Top notch historical fiction, as I’ve come to expect from Brooks. Set on the island of Martha’s Vineyard in the 17th century, this book follows Bethia, a minister’s daughter and the son of a Wampanoag chieftan, who she comes to know as Caleb. They meet when they are twelve and become unlikely friends as Bethia’s father attempts to convert the Wampanoag tribes in the area.
I listened to the Penguin Audiobook version and it was fantastic.

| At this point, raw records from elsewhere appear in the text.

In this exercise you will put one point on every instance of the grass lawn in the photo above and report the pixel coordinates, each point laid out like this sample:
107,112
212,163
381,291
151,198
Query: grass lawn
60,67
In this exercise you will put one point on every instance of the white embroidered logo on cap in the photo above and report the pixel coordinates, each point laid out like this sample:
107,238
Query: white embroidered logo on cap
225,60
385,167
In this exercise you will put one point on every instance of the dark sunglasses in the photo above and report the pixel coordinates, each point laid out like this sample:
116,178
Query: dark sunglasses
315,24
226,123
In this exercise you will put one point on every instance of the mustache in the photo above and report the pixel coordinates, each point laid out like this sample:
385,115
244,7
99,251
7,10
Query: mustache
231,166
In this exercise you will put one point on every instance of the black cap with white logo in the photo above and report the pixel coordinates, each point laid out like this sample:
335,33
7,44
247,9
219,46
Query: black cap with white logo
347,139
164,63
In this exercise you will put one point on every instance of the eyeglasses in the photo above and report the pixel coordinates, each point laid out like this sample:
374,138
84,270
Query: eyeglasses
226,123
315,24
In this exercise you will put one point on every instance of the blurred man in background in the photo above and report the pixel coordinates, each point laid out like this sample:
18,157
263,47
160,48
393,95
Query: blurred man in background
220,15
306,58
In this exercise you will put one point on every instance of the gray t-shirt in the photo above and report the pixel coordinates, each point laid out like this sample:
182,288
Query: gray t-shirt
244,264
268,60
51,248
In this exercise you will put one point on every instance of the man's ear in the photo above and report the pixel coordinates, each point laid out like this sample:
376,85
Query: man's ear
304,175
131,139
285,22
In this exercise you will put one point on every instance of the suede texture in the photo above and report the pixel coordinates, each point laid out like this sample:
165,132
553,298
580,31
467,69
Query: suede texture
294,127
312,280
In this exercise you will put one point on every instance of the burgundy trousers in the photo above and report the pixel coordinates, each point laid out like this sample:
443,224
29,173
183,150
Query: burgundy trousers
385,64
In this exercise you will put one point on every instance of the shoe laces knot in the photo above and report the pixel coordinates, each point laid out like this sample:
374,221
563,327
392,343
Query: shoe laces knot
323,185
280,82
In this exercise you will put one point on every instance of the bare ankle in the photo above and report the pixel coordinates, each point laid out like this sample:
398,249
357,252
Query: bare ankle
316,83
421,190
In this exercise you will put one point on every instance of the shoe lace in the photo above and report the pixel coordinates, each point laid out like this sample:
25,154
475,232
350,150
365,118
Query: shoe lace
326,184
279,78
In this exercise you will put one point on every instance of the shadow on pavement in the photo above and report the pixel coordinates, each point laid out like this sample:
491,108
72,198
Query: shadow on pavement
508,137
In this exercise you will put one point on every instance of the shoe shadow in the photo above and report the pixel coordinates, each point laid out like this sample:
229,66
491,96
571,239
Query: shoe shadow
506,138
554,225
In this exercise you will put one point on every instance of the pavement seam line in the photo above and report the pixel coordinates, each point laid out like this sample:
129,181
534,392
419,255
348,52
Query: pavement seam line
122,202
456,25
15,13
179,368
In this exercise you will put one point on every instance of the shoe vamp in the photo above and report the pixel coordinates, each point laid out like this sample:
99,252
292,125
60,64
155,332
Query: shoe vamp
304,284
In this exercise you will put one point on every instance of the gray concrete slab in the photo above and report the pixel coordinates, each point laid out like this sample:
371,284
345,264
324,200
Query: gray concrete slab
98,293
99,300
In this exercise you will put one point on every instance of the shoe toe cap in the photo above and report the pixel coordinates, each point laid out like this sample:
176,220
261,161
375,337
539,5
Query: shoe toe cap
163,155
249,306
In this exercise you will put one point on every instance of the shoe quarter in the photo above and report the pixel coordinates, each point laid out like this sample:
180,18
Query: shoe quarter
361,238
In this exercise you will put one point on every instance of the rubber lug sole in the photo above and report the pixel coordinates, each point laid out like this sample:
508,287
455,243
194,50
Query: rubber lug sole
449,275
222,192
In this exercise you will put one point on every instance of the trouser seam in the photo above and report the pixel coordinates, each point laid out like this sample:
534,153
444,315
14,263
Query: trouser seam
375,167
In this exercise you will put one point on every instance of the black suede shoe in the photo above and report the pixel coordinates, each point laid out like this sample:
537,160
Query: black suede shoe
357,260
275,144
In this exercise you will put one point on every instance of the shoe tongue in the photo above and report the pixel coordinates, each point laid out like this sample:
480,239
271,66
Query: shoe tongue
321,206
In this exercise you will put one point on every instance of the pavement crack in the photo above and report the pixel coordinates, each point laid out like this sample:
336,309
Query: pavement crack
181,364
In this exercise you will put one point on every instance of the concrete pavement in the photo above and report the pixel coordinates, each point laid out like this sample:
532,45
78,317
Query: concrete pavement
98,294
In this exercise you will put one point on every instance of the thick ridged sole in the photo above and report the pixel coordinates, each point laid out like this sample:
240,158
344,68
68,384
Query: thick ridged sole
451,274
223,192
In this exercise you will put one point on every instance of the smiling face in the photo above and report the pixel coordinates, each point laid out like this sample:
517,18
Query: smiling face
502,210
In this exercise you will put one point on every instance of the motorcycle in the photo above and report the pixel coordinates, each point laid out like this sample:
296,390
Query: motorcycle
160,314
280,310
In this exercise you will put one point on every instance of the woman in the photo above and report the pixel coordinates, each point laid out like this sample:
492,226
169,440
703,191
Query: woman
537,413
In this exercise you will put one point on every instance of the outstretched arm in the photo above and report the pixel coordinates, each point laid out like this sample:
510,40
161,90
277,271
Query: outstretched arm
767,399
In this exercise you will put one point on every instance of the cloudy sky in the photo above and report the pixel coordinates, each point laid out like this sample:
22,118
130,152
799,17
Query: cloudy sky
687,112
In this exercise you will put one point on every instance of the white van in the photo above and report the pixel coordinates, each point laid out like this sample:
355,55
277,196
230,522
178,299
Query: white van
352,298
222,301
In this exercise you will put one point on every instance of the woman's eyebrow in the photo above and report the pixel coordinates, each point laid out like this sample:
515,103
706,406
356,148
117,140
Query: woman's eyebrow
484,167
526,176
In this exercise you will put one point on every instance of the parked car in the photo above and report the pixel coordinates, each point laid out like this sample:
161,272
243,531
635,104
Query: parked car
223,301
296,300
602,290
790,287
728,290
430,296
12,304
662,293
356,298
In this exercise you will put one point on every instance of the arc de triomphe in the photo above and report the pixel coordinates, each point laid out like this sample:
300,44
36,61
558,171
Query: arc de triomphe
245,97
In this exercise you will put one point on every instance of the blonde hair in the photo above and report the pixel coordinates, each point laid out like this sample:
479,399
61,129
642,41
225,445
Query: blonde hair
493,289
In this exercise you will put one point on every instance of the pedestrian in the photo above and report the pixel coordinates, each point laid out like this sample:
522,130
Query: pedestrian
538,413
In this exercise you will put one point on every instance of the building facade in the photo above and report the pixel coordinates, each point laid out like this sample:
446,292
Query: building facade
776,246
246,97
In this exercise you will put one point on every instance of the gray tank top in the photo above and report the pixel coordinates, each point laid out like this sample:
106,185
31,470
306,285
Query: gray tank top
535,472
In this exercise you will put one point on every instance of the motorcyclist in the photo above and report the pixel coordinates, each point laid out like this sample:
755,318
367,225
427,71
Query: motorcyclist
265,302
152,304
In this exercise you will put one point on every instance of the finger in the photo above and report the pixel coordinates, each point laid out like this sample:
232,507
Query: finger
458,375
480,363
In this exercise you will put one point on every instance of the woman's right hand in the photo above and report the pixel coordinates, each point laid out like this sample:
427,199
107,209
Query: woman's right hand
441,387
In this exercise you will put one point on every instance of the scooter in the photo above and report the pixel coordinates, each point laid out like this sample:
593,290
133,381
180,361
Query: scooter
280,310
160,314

Last year I included My Name is Lucy Barton on my top 10 list. This year, Strout made me a happy reader by releasing this companion book to Lucy Barton. In this book, we get to meet the people in Lucy Barton’s home town. Once again, it’s the humanity, honesty, and complexity of Strout’s characters that makes me fall so hard for her books. I did like My Name is Lucy Barton better than this one, but still, such a good read.
When Deming Guo is eleven years old, his mother, an undocumented Chinese immigrant, goes to work but never comes home. Deming ends up first in the foster care system in New York and is later adopted by an older white couple. This isn’t another “good immigrant” story – rather, Ko shows us just how messy and complicated and emotional it can be to be both Chinese and American and still not fit in anywhere.
Ko is a really good story teller and the pages turn themselves. I loved a different perspective on the immigrant story as well as Ko’s handling of race and identity issues. But I also really loved the story of the relationship between the mother and son. It was emotional and relatable in so many ways.
It wasn’t until I started reading this book that I realized just how little I know about Korean history. This book follows one Korean family through history, beginning in the early 1900s. When Sunja, finds herself alone and pregnant, a shame to her family, a big hearted young minister marries her and takes her to Japan to begin a new life.
The family saga is a great read,but I really loved the historical backdrop. I learned so much about Korea and the fraught relationship between Japan and Korea. It was rich, detailed, and grand in its scope. Wonderful book!
This list wouldn’t be complete without mentioning that I thoroughly enjoy the Inspector Gamache books and read them all year long. I only have one book left in the series now and I’m trying to stop myself from reading it because my life is better when I have another Gamache book to look forward to.
Also, I didn’t include any Rumer Godden books on this list even though I’ve been reading her obsessively. The problem is that I couldn’t pick just one. So, Rumer Godden will have to be a list of its own at some point.
And last but not least, also very much enjoyed this year: The Dry (a new detective series not unlike Gamache), The Essex Serpent (in the same vein as Possession, and quite an intriguing mystery), Exit West (so relevant in these days of building walls and such), and the Lathe of Heaven (because I’d never read any LeGuin before and she really is a genius!).